Redundancy Identification and Elimination
ShipCaddie offers simple, proven methods to reduce and eliminate time-in-transit redundancies, whether using the software in a manual or automated capacity.
When shipping manually, check the rate calculators. Just because a service is the cheapest option doesn’t mean it is always the slowest. ShipCaddie makes this easy, with symbols denoting the fastest and cheapest choices.
The best way? ShipCaddie automation. Let’s say you offer free shipping on all orders, in three days or less. Using automation rules, you can set your preferences to select the cheapest service with a three day transit time, regardless of the destination.
Let’s say your shipping location is in Los Angeles, and you ship via FedEx. You have an order come in from a customer in San Diego, and a few minutes later another order lands in the queue from a customer in Philadelphia.
If you are using the aforementioned automation rule, ShipCaddie selects two different services – both guaranteed in three days or less. The shipment from Los Angeles to San Diego will be carried by FedEx Ground, and delivered in only two days. Customer expectations exceeded? You bet.
The shipment to New York will go by FedEx Express Saver, guaranteed in three days. ShipCaddie protects your customer experience from human error while shielding your parcel supply chain from unnecessary costs. Win, Win, Win!
Conflicts of Interest
You may notice that although the carriers are truthful in revealing transit times via the rate shop or online calculators, they are loath to promote the elimination of time-in-transit redundancies as a sustainability measure despite knowledge of the impact.
As is true in any for-profit enterprise, carriers must balance environmental impact with profitability. A volume exodus from Express to Ground would have significant financial consequences, particularly due to the enormous costs and capacity inflexibility associated with freight aircraft operation and ownership.
Looking to the Future
As the digital economy has grown, warehousing has become increasingly regionalized.
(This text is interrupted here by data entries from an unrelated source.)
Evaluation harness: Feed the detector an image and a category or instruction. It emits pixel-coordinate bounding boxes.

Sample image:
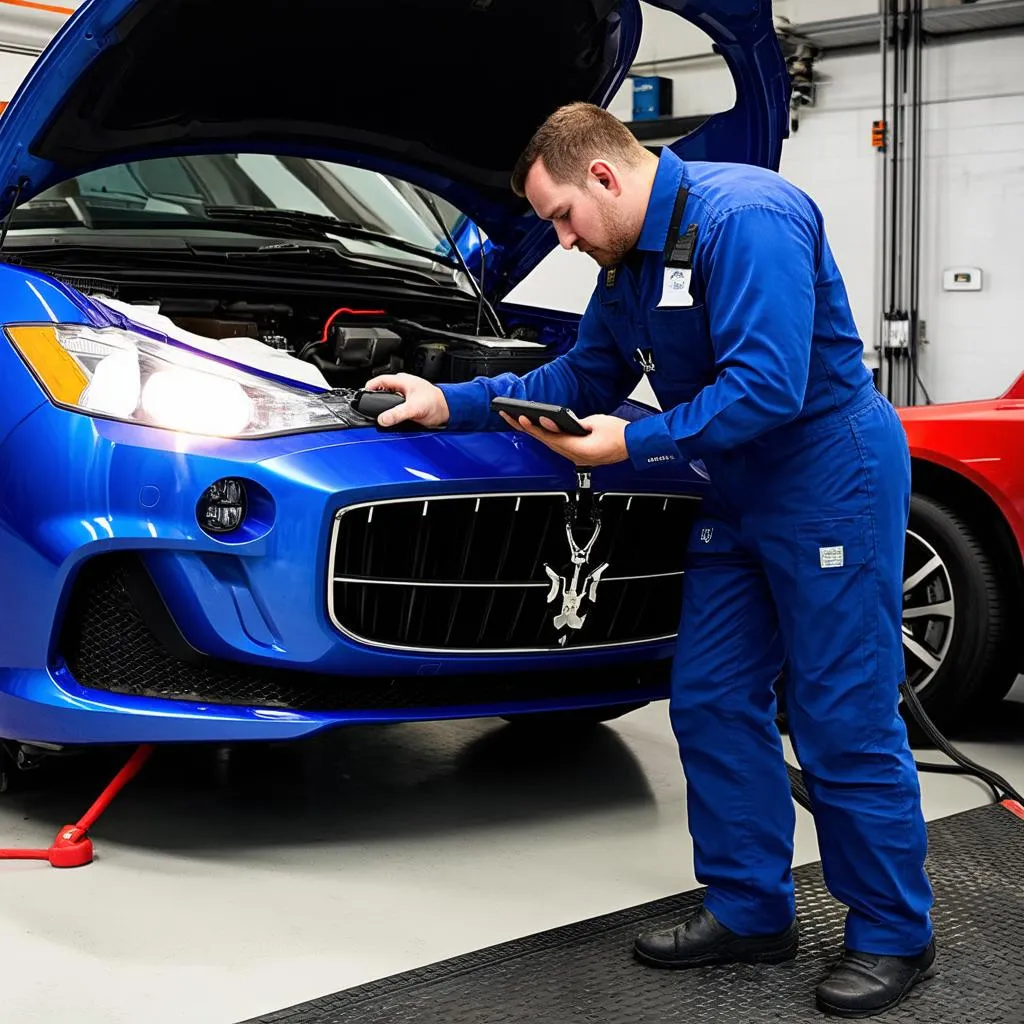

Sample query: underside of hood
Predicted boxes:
[0,0,640,235]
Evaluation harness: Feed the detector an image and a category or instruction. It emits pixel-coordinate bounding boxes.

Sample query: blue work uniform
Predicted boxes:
[443,150,932,956]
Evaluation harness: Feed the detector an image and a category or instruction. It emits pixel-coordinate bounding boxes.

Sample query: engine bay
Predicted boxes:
[94,290,554,390]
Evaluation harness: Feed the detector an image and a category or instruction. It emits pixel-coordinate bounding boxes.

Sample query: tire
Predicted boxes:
[903,495,1017,736]
[502,700,650,732]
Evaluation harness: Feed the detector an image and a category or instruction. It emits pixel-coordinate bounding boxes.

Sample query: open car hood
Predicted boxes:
[0,0,788,289]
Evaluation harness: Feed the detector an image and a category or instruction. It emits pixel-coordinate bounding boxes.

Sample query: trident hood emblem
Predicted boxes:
[544,474,608,634]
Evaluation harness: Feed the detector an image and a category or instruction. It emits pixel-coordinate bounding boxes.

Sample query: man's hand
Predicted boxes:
[366,374,450,427]
[501,413,629,466]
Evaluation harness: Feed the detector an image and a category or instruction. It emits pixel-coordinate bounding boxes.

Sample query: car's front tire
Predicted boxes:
[903,495,1017,732]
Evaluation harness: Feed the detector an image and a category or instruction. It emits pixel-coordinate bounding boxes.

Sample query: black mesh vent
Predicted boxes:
[60,555,669,713]
[330,495,697,650]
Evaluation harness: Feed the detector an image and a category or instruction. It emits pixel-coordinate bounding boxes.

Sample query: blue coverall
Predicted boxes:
[443,150,932,956]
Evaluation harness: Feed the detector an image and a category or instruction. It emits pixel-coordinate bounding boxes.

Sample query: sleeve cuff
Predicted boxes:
[626,414,682,469]
[437,382,491,430]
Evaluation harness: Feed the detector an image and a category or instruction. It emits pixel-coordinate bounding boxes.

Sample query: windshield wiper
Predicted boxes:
[204,206,460,270]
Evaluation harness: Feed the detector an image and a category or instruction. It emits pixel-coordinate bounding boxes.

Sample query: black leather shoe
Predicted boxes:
[633,907,799,967]
[817,939,935,1017]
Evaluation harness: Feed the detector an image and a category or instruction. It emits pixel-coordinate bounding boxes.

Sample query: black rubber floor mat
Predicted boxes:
[241,805,1024,1024]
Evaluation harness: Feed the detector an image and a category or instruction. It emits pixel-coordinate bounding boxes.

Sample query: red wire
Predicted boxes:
[321,306,387,344]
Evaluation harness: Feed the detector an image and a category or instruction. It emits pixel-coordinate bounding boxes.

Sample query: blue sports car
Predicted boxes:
[0,0,788,770]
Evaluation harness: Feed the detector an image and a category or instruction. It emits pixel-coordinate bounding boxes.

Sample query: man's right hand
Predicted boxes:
[366,374,449,427]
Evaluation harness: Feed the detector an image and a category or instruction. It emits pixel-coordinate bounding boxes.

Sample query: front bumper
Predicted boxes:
[0,407,686,743]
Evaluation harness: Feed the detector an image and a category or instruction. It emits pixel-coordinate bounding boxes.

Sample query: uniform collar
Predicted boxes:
[636,146,683,253]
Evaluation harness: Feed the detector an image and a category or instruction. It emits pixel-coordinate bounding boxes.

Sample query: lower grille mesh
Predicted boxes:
[60,555,669,713]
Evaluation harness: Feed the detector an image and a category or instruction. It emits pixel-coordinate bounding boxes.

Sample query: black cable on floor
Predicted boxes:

As a result, Ground growth will likely outpace Express growth over the long term and result in reduced overall emissions growth on a per-piece basis.
In the meantime, it is absolutely possible to reduce your supply chain emissions output while simultaneously boosting your bottom line. In many cases, you could even reduce transit times to your customers in the process. Has improving supply chain sustainability ever been as painless?
Note: Emissions formulas are sourced from the most recent DEFRA and EPA formulations. All metric units have been converted to USCS/Imperial.